Lee also contended that The Stones ripped off his band with “Goin’ Home”, the centerpiece of their 1966 LP Aftermath. “Goin’ Home” is a lengthy, bluesy improv that bears a resemblance to Love’s “Revelation” that could hardly be coincidental. Lee said that Jagger and his cronies saw Love perform the marathon-length “Revelation” live in ’66 before The Stones cut the allegedly derivative “Goin’ Home”, but his timeline doesn’t jibe: The Stones recorded their number in late ’65. Regardless of who is the true author of “Revelations”/“Goin’ Home”, neither is a high point of either band’s respective career, and “Revelations” is the one major flaw of Da Capo.

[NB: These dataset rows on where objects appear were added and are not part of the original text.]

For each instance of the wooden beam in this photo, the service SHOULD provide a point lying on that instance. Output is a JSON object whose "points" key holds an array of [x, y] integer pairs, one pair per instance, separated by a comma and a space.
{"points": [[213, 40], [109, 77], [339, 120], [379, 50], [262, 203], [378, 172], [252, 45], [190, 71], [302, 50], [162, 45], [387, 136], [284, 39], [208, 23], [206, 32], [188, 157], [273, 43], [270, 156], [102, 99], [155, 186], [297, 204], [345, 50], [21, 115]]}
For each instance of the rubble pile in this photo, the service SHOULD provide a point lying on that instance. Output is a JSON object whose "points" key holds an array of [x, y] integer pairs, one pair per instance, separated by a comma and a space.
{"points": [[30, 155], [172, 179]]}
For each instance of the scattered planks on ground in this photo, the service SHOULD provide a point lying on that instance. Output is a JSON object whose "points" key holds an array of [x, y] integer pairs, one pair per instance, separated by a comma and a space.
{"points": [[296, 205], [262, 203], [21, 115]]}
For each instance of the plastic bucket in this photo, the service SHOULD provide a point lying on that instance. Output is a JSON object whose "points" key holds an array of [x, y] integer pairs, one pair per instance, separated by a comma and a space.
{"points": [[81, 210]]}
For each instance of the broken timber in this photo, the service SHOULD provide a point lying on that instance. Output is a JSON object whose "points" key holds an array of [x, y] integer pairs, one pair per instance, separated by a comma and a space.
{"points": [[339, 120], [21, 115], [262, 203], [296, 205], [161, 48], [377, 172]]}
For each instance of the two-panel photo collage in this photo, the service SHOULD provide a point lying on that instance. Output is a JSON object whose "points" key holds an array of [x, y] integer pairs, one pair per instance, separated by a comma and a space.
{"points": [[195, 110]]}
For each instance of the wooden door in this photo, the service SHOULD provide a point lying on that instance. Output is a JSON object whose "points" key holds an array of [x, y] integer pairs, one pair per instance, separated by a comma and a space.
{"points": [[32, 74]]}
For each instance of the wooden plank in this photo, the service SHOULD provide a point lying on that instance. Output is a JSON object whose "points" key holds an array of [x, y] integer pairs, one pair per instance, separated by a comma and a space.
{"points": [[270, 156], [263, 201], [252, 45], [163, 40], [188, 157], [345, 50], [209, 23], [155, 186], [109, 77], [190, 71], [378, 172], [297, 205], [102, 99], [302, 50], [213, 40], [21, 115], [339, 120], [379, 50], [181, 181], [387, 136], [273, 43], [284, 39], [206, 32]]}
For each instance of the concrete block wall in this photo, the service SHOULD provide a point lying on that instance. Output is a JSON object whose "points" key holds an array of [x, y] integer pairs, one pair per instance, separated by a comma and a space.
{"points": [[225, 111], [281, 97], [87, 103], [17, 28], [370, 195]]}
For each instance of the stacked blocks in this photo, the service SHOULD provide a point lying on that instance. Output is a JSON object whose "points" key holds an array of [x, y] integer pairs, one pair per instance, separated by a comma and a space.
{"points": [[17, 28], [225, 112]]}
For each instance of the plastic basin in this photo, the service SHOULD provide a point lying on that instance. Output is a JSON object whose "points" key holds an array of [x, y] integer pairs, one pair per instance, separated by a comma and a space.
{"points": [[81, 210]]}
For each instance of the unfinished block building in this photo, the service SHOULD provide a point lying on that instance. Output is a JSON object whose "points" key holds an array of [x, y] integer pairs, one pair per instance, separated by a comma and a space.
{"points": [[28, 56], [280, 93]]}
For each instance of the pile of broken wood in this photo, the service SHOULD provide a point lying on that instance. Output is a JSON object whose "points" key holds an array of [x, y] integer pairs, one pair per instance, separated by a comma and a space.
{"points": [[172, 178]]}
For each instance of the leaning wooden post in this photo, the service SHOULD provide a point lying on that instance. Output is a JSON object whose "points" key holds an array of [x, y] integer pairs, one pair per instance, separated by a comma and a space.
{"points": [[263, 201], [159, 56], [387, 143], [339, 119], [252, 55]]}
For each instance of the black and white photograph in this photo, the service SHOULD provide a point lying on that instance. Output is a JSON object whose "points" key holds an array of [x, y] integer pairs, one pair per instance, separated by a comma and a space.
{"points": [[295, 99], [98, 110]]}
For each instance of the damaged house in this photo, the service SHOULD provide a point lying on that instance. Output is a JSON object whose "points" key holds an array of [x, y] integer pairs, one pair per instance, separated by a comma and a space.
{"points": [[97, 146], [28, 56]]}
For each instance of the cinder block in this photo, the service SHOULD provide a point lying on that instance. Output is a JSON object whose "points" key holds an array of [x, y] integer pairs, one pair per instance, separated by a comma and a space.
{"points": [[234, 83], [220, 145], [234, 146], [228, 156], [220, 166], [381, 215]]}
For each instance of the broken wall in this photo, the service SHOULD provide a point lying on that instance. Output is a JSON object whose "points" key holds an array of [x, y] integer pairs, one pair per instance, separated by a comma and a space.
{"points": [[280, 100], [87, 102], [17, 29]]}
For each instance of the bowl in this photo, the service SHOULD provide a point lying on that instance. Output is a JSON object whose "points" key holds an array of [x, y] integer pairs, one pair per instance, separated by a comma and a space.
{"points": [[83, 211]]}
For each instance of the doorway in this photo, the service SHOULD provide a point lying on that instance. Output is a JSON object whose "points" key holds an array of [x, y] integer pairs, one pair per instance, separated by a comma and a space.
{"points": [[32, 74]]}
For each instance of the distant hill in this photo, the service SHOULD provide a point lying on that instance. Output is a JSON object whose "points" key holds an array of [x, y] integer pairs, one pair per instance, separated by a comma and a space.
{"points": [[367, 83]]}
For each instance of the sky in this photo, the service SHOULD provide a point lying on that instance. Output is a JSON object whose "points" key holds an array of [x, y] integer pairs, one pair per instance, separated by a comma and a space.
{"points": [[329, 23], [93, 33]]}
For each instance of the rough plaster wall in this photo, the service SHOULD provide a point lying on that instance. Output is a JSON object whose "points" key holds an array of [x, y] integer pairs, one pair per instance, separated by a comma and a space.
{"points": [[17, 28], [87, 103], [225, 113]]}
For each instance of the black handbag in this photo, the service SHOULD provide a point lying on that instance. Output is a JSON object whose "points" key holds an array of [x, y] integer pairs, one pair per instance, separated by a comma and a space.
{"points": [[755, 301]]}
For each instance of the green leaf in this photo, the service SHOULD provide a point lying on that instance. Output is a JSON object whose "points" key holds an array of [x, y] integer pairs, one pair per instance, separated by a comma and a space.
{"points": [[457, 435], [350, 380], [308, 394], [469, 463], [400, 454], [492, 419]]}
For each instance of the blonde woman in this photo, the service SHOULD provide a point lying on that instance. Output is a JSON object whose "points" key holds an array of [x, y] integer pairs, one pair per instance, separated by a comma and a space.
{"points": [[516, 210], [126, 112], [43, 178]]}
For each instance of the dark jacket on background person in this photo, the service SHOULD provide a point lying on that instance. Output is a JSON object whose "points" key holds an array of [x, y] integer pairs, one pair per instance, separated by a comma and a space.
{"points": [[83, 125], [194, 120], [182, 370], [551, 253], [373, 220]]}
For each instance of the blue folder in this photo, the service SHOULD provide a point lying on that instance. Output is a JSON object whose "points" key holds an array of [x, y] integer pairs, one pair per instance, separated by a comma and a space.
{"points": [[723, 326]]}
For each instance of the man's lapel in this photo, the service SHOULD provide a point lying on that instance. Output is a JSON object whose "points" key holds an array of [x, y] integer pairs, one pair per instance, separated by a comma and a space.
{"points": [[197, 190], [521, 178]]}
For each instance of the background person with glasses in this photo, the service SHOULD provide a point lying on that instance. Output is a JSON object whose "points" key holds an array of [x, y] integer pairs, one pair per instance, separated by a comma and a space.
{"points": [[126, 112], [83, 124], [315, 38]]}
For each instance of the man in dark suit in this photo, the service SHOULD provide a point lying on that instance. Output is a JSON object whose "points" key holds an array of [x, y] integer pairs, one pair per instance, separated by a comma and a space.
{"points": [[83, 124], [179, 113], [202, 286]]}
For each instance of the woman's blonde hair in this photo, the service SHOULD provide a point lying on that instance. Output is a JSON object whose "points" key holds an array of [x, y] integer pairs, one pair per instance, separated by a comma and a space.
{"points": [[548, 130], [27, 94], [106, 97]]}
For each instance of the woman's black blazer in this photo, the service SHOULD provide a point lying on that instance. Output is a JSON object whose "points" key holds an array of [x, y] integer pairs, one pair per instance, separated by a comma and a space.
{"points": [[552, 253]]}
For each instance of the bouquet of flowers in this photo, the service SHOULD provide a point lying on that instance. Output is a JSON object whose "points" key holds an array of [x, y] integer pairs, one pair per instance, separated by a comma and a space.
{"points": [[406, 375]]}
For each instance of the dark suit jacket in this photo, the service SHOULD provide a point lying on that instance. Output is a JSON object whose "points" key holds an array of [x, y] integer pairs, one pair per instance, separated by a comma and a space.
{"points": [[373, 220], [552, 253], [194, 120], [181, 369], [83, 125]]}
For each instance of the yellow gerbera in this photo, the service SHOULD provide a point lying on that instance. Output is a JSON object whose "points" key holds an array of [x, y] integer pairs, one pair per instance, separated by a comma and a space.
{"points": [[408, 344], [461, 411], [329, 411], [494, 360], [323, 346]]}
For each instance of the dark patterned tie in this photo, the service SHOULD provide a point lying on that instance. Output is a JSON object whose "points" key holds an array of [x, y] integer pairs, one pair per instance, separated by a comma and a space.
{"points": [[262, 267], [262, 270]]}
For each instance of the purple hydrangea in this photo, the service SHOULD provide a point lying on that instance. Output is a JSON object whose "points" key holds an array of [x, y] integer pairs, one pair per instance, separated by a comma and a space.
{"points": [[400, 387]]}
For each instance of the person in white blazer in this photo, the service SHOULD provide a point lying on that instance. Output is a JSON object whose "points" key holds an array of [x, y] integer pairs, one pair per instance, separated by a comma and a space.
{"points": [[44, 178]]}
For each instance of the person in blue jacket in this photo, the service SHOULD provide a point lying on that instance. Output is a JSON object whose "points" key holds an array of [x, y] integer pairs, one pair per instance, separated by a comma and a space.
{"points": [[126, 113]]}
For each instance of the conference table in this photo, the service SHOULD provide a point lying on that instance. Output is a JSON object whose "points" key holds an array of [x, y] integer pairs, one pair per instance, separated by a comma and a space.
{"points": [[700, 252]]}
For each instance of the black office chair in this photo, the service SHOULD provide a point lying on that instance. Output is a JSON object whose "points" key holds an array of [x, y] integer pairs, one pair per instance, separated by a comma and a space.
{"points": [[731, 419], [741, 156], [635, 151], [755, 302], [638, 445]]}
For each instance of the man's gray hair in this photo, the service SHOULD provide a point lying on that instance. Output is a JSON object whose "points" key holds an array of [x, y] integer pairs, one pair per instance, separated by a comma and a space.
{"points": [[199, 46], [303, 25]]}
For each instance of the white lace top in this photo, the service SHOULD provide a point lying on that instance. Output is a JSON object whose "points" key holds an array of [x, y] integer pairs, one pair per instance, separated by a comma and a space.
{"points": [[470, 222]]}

On the flip of what is probably the most superb side of music on any Love album is the side-long, 17-minute, excruciatingly dull “Revelations”. Had Lee and company been able to put together another six songs as revelatory as the ones on Side A of Da Capo for its second side, the album surely would have been the band’s masterpiece. Still, that first side remains more instantly gratifying than Forever Changes, so I’m going to recommend getting your Love-affair started with Da Capo.


Following the release of Forever Changes, Arthur Lee disbanded the original Love line-up and put together a group of less individual musicians, most significantly losing Bryan Maclean, who wrote some of Love’s most enduring songs, including the gorgeous “Softly to Me” on their first album, “Orange Skies” from Da Capo, and “Alone Again, Or”, the most well-known track on Forever Changes. Historians and critics tend to dismiss the second coming of Love outright, and although the group lost some of its delightful quirkiness in favor of a less imaginative acid-rock path, I recommend you also check out Four Sail, the group’s first record from their second incarnation. Four Sail may not be as consistently dazzling as Love’s first two-and-a-half albums, but “Robert Montgomery”, “Your Friend and Mine – Neil’s Song”, “Nothing”, and several other tracks still show off Lee's mastery of tangy chord structures and outclass much of what his contemporaries were doing in 1969. Definitely deserving of a listen.